No, it is not twice the voltage PLUS 1000v. It is only up to twice the voltage. I didn't have time last night to elaborate and there are many threads here about megging.
You are correct to use the lowest setting for your situation. It sounds as if there is no problem whatsoever with the piece of cable you tested. 

However, I have made the mistake in the past of leaving the red lead in the lower resistance jack on the meter the one that only tests to 22k ohms. So when I tested for a higher resistance, It read open, even when I knew it should have some type of lower resistance reading. 

I don't know the exact meter you have, but mine has a jack for lower resistance using only the 9v battery power not the 50v+ the other jack has available.

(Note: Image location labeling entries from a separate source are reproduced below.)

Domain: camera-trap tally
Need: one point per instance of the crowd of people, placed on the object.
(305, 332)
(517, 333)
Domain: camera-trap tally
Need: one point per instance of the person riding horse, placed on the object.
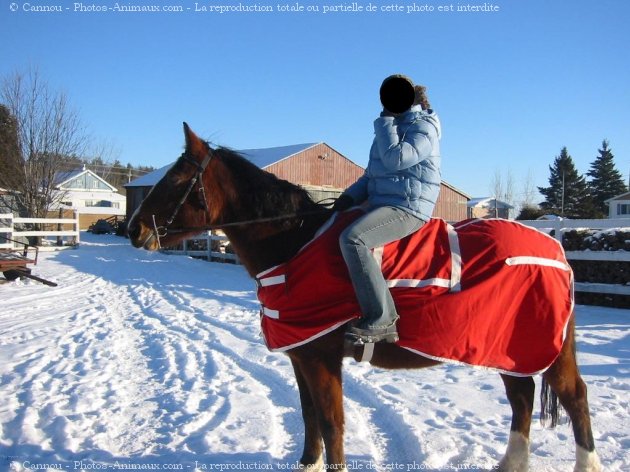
(400, 185)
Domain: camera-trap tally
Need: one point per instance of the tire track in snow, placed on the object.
(227, 374)
(81, 370)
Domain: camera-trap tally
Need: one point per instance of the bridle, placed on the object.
(161, 231)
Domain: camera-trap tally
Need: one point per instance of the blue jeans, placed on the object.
(378, 227)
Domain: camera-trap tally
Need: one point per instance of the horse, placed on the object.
(268, 220)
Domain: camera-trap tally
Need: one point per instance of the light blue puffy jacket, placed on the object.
(404, 166)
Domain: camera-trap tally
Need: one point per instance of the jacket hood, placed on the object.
(431, 117)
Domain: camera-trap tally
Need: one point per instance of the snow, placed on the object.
(139, 359)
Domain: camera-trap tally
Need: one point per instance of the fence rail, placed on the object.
(8, 228)
(559, 227)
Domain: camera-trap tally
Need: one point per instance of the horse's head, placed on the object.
(178, 202)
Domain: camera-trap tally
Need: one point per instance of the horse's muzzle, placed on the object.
(142, 236)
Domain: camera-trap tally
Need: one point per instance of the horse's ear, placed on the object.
(194, 145)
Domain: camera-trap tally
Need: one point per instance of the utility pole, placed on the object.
(562, 204)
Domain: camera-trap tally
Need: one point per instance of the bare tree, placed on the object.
(48, 132)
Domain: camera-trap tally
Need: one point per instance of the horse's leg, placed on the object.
(564, 379)
(323, 379)
(312, 457)
(520, 393)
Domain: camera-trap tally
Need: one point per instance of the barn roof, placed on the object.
(263, 158)
(488, 202)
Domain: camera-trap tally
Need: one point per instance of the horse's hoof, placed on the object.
(317, 466)
(587, 461)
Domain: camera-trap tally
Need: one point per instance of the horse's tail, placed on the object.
(549, 406)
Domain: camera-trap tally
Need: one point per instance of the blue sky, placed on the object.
(511, 87)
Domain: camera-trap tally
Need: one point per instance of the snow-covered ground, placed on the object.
(139, 359)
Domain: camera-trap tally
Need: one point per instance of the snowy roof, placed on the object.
(61, 178)
(487, 202)
(263, 158)
(623, 196)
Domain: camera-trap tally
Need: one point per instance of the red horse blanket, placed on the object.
(490, 293)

I think I have a 1587.


----------



## Bad Electrician (May 20, 2014)

Start low work to a higher voltage by starting at the lowest voltage you will avoid frying any equipment that may be connected to the conductors under test.

1000 VDC 

Get a soft pencil and some paper and make 1,000,001 scratches and Megger that in various places.

For the record you have an Insulation Resistance Tester I do not believe Fluke ever calls it a Megger a Trademarked name of one of their competitors.


----------



## Bad Electrician (May 20, 2014)

Tried to post the video but it isn't working.
http://i159.photobucket.com/albums/t127/brianjohn2580/00022_zps5591fc21.mp4


----------



## Wirenuting (Sep 12, 2010)

Bad Electrician said:


> Tried to post the video but it isn't working. http://i159.photobucket.com/albums/t127/brianjohn2580/00022_zps5591fc21.mp4


Post it on you tube and link it here.


----------



## Zog (Apr 15, 2009)

Bad Electrician said:


> Tried to post the video but it isn't working.


We have seen it before :whistling2:


----------



## Paul S. (Sep 8, 2012)

Thanks for all the posts! I just contacted Fluke tech support too. - After reading the posts here, tech support, and checking the manual I have a much better understanding on how to use this tester. Again, I appreciate all the posts!


----------



## Big John (May 23, 2010)

For 600V class power equipment, the standard test voltage is 1kVDC, and that includes basically all building wire. That said, _do not_ assume that this applies to everything connected to 600V class equipment. 

We recently saw that mistake where a guy hooked up to a switchboard full of digital metering. Yeah, 480V electronics ain't a fan of 1000V.


----------



## Jlarson (Jun 28, 2009)

Big John said:


> For 600V class power equipment, the standard test voltage is 1kVDC, and that includes basically all building wire. That said, _do not_ assume that this applies to everything connected to 600V class equipment.
> 
> We recently saw that mistake where a guy hooked up to a switchboard full of digital metering. Yeah, 480V electronics ain't a fan of 1000V.


I asked a guy that was meggering all the newly installed I/O into a PLC cabinet for commissioning tests, "did you reconnect everything to the PLC when you were done?" all I got was this look :blink:, I knew it was gonna be bad :laughing:


----------



## Big John (May 23, 2010)

Jlarson said:


> ...All I got was this look :blink:....


 Did you know that look makes a noise? It really does, I've heard it. Every time someone makes that face at me on a job I just hear this loud "GOD DAMMIT!" Everywhere I go, it's the same, and I've never figured out where that noise is coming from.


----------



## Jhellwig (Jun 18, 2014)

Paul S. said:


> I guess my main question here is why would I get a higher resistance reading using a higher voltage? It seems to me that at a higher voltage I would read less resistance not more.


You aren't getting a higher resistance. That it just the top of the scale for those two voltages. It is just how the meter is. There is nothing wrong with the wire or the meter.

If you look next to the number you will see >. It just means that the reading it greater than whatever the number is instead if saying infinity.


----------



## Jlarson (Jun 28, 2009)

Big John said:


> Did you know that look makes a noise? It really does, I've heard it. Every time someone makes that face at me on a job I just hear this loud "GOD DAMMIT!" Everywhere I go, it's the same, and I've never figured out where that noise is coming from.


:laughing:

I've also hear "you dumb mother ****er" a few times its really weird, must be the wind.


----------